The coastal forests of California are the foundational forests of my imagination; the landscapes which are written bone-deep on me – the ones that don’t just fill my dreams, but scent them too. While I can identify far more plants in that ecosystem than in others, even the ones I don’t know the names of, or uses for, are familiar to me. I have seen them season to season, in all moments of their growth and death.
|Hoh Rainforest, WA|
In visiting that forest, I am reminded of how little I know the forests of the Pacific Northwest. There I am a visitor, who marvels at the sights but does not yet know the language. In a strange sense the forests of the North are more accessible to me through the mediums of literature, photography or film. In California the woods are familiar because they are inside of me. Where I live now the experience of the forest takes the reinterpretation of the artist’s eye, my own or someone else’s, to allow me to recognize that what I am seeing corresponds to something I know.
|Me, playing dryad|
The Forest that lies at the heart of Idhua grows from that soil that grows the redwoods carpeted with wood sorrel; the tangle of hazel, thimbleberry and bramble that shadows a trickling creek. The first description of the Forest I wrote (when I was in my early twenties) was both consciously and unconsciously the woods I walked in:
It was well after midday when she came to the first of the great trees. It reached up and up in majestic grandeur towards the soft sky, high above. Her heart leapt and she stopped to look more closely at the vast ancient tree. There was a rich, sharp fragrance in the air of bark and leaf. The dizzying height made her feel as though she were but a mouse creeping through a vast, living cathedral. She walked in silence between them and at last, when the light was turning rich and golden, she came to a grove of giants that grew in a circle and in the center of them was a mossy mound.
|My sister, playing dryad|
The Forest of Idhua, besides being infused with enchantment, stretches from northern mountains wrapped in ice, to southern lakes, shimmering under a brilliant sun. My intention is that it contains many different forests – from cedar to redwood, from oak to maple – yet, I think it is inescapable that its primeval layer this first forest of my memory.
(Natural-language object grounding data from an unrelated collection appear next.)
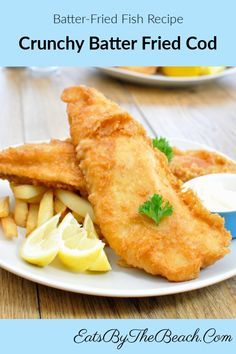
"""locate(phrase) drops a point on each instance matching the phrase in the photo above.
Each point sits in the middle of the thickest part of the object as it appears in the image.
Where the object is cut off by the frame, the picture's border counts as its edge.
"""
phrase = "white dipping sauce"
(217, 193)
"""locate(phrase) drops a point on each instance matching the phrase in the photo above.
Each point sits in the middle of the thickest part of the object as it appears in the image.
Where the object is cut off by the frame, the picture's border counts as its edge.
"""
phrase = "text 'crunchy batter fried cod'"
(122, 171)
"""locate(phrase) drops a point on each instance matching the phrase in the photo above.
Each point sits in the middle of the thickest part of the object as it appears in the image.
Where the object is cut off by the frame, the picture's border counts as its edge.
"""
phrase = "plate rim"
(157, 78)
(181, 287)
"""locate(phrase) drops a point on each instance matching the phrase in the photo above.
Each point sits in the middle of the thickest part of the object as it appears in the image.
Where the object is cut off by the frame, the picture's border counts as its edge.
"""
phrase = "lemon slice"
(101, 264)
(89, 227)
(42, 245)
(79, 255)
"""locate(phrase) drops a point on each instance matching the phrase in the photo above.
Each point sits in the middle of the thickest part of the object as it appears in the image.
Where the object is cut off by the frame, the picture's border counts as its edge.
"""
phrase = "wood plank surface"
(31, 110)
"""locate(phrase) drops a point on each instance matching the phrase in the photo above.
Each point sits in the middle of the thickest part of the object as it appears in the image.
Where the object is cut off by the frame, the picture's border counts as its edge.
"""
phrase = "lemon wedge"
(101, 264)
(79, 255)
(89, 227)
(42, 245)
(77, 251)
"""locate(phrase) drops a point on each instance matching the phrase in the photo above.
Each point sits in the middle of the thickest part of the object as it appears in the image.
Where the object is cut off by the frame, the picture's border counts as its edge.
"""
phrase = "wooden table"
(31, 110)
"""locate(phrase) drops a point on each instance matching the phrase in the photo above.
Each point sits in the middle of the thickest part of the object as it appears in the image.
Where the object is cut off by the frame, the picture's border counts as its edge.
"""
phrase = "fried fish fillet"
(50, 164)
(189, 164)
(122, 170)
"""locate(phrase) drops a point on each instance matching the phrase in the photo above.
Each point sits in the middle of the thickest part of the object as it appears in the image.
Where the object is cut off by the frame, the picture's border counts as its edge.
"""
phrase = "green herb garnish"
(163, 145)
(154, 208)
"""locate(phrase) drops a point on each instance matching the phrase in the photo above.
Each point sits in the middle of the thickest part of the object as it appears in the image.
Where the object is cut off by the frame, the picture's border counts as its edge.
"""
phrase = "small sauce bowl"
(218, 194)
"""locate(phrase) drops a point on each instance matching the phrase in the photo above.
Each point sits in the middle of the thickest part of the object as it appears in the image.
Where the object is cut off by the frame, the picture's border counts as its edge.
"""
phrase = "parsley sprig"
(155, 209)
(163, 145)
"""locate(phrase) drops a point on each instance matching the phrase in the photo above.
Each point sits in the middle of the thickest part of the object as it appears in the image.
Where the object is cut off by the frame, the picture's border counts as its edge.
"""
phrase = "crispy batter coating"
(193, 163)
(49, 164)
(122, 170)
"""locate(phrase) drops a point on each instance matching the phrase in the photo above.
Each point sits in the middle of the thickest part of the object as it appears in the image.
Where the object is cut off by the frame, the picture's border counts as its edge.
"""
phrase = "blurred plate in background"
(162, 80)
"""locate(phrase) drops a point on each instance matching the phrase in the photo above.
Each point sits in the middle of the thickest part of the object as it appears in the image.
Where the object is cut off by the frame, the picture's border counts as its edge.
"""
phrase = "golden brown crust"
(122, 170)
(50, 164)
(189, 164)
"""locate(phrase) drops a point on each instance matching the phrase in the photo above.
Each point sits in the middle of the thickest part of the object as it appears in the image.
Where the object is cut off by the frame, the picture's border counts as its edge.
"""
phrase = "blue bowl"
(230, 221)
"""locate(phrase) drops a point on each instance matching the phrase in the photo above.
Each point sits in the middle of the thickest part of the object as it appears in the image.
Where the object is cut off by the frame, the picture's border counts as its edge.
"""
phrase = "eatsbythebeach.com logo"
(144, 335)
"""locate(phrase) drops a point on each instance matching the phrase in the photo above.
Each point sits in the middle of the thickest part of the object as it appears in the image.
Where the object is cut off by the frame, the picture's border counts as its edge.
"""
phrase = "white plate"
(161, 80)
(120, 282)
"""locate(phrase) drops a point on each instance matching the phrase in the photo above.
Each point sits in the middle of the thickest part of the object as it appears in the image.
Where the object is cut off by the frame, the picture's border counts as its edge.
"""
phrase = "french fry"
(35, 200)
(20, 212)
(32, 220)
(9, 227)
(4, 207)
(75, 203)
(27, 191)
(59, 207)
(46, 208)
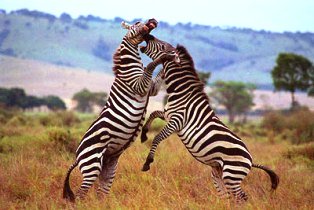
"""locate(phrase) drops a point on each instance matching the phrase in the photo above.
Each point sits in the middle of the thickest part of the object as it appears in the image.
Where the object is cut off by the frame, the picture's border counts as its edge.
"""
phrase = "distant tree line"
(86, 100)
(293, 72)
(17, 98)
C. S. Lewis wrote that a reader “does not despise real woods because he has read of enchanted woods: the reading makes all real woods a little enchanted” (29-30). It is an interactive process for me, as a reader, writer and lover of trees; it is impossible to say whether the enchantment springs first from the forest itself, the trees I read about or those that grow in my imagination.
Lewis, C. S. Of Other Worlds: Essays and Stories. 2002. Boston: Mariner Books.